Bloomberg News

Brazilian Real Drops to Three-Month Low After Dollar Purchases

April 17, 2012

Brazil’s real fell to its lowest level since January after the central bank bought dollars in the spot market to protect exporters from a strong local currency.

The real erased an earlier gain as the central bank purchased greenbacks at two auctions today. President Dilma Rousseff has vowed to protect manufacturers from the “monetary tsunami” created by developed nations that had driven up the real. Interest-rate futures dropped on bets policy makers may make further cuts in borrowing costs after this week’s meeting.

“As the central banks keeps buying dollars every day, the market becomes more cautious about betting on a stronger real,” Italo Abucater, head of foreign-exchange trading at Icap do Brasil Ctvm, said in a telephone interview from Sao Paulo. “The real was stronger at the opening, with more optimism in the global markets, but then the central bank intervened and reversed the trend.”

The real slid 0.7 percent to 1.8611 per U.S. dollar today in Sao Paulo after touching 1.8613, the weakest level since Jan. 3. The real has gained 0.3 percent this year.

Brazil’s currency has been weaker than 1.80 versus the dollar since mid-March, when the government expanded financial taxes to discourage capital inflows and protect exporters.

The real appreciated earlier today along with most of the 25 emerging-market currencies tracked by Bloomberg after Spain placed more than the 3 billion-euro ($3.9 billion) maximum target in a bill sale, easing sovereign-debt concern and encouraging demand for higher-yielding assets.

Interest-Rate Futures

The yield on the Brazilian interest-rate futures contract due in January 2014 fell four basis points, or 0.04 percentage point, to 9.1 percent.

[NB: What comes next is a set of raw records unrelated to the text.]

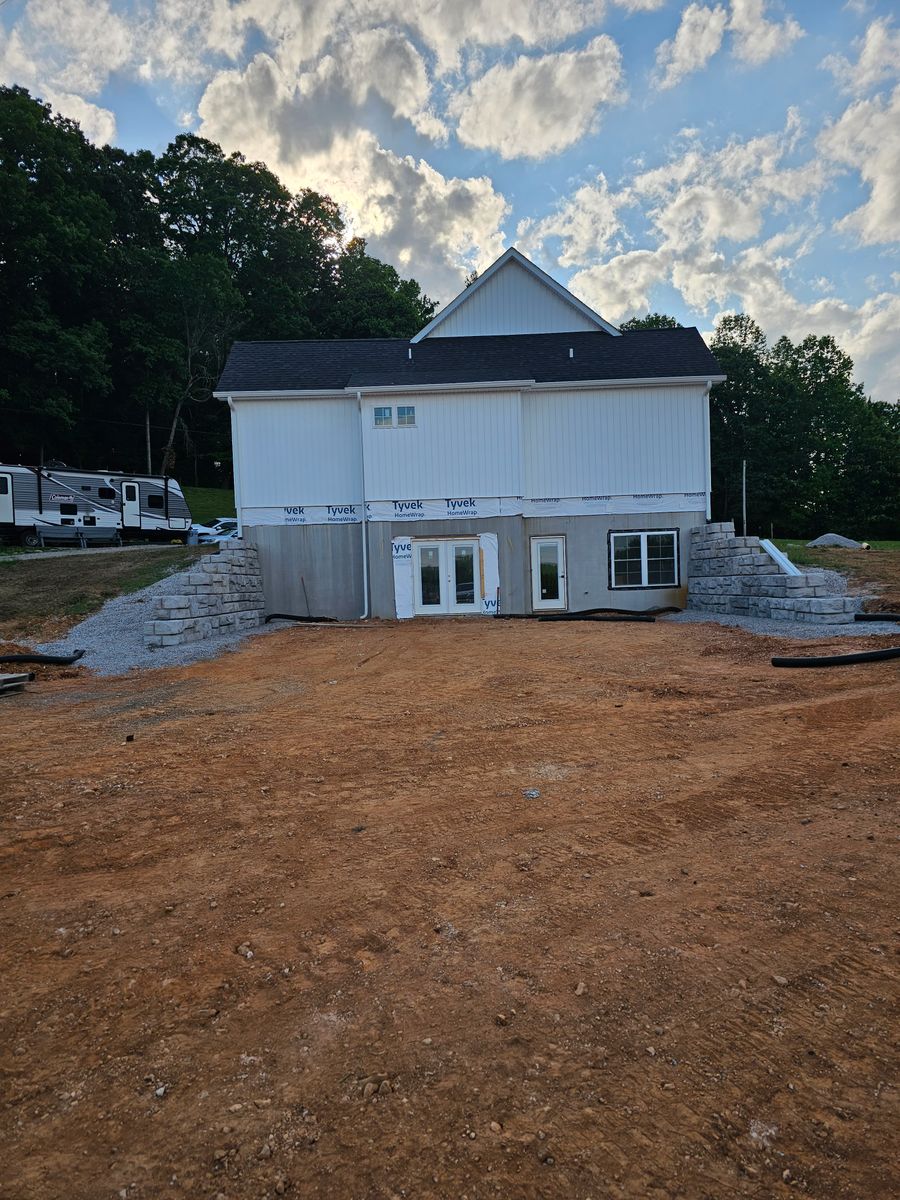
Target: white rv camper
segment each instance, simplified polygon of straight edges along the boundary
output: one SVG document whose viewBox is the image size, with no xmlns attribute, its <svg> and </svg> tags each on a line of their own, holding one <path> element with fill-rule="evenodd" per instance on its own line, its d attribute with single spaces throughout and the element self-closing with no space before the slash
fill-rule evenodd
<svg viewBox="0 0 900 1200">
<path fill-rule="evenodd" d="M 0 463 L 0 538 L 177 538 L 190 526 L 181 486 L 166 476 Z"/>
</svg>

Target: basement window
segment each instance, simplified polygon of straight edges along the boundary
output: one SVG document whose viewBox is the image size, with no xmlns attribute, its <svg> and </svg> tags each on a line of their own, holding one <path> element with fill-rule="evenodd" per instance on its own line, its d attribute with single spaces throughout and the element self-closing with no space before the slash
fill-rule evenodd
<svg viewBox="0 0 900 1200">
<path fill-rule="evenodd" d="M 116 493 L 111 487 L 98 487 L 97 496 L 100 500 L 115 500 Z"/>
<path fill-rule="evenodd" d="M 677 587 L 677 530 L 610 533 L 609 582 L 612 588 Z"/>
<path fill-rule="evenodd" d="M 416 409 L 413 404 L 398 404 L 397 405 L 397 424 L 398 425 L 415 425 Z"/>
<path fill-rule="evenodd" d="M 387 407 L 376 406 L 375 408 L 375 428 L 390 429 L 394 424 L 394 410 L 388 405 Z"/>
<path fill-rule="evenodd" d="M 77 504 L 61 504 L 59 506 L 60 514 L 64 517 L 74 517 L 78 512 Z"/>
<path fill-rule="evenodd" d="M 163 504 L 162 496 L 148 496 L 147 497 L 147 507 L 148 508 L 165 508 L 165 505 Z"/>
</svg>

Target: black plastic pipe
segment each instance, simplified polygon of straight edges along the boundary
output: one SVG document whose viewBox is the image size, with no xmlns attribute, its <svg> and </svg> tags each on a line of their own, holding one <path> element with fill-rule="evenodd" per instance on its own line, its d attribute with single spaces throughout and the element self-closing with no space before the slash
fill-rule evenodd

Traders speculated the central bank may indicate there is more room to reduce borrowing costs after it cuts the benchmark Selic rate at its two-day monetary policy meeting beginning today.

“Investors are increasing bets that the central bank may leave the door open for the next Copom meetings,” Marcelo Fonseca, an economist at M. Safra & Co. DTVM SA in Sao Paulo, said in a telephone interview. “The chances are slim, but the market is thinking that maybe they’re not that low.”

Traders are anticipating central bank President Alexandre Tombini will reduce the Selic rate by 75 basis points this week to 9 percent, according to rate futures yields.

Policy makers have lowered the benchmark by 275 basis points since August to 9.75 percent. In the minutes of its March 6-7 meeting, the central bank said there’s a “high probability” that the Selic rate will fall to just above its record low 8.75 percent and stay there.